Short-term (within 30 days)

  • Deploy runtime container security (Falco, Tetragon, or equivalent) detection of Sliver C2 requires visibility at syscall or network layer within containers
  • Implement TLS inspection on egress traffic from the cluster. MTLS on port 443 to unknown external IPs is the detection signature for this C2 framework
  • Enforce production build requirements in CI/CD pipeline.

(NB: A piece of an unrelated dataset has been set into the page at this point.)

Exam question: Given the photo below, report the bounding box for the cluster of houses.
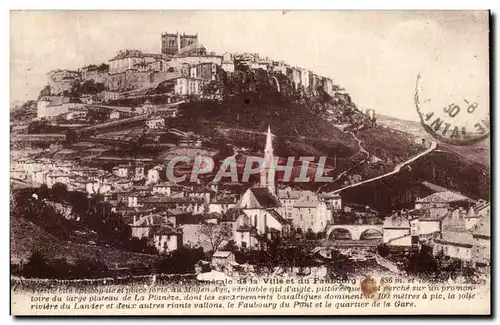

Block deployment of any pod running ng serve, vite dev, or equivalent dev-mode servers
  • Implement secrets management and migrate all application secrets to HashiCorp Vault or equivalent; enforce zero hardcoded secrets policy with pre-commit scanning (truffleHog, gitleaks)
  • Apply rate limiting and scope enforcement to all internal APIs.
  • Conduct authenticated API penetration test of the full Swagger-documented surface
  • Patch all CVEs rated CVSS 7.0+ across all environments including non-production; implement automated scanning with mandatory remediation SLAs

Strategic (within 90 days)

  • Implement a threat intelligence programme capable of tracking CVE disclosures relevant to the technology stack, CVE-2025-55182 was available; a basic TI function would have flagged it before exploitation
  • Establish a formal vulnerability disclosure policy and bug bounty programme
  • Conduct a third-party security assessment of the Temenos T24 API integration layer including authorisation controls, customer data segregation, and service account privilege scoping
  • Review all third-party and affiliate network connections for implicit trust; the Cardinal Stone pivot exploited assumed trust; every external network boundary requires explicit verification
  • Engage NDPC proactively on a remediation and compliance programme; voluntary cooperation is a mitigating factor in regulatory proceedings

This analysis was produced by Web Security Lab based on independent examination of materials published publicly by the threat actor ByteToBreach on DarkForums.su on March 27, 2026.

All technical findings are derived from actor-published artefacts. No Sterling Bank systems were accessed by WSL at any point. All IOCs are drawn from actor-published screenshots and data dumps.

This report is classified as Public and may be freely shared and reproduced with attribution to Web Security Lab (websecuritylab.org).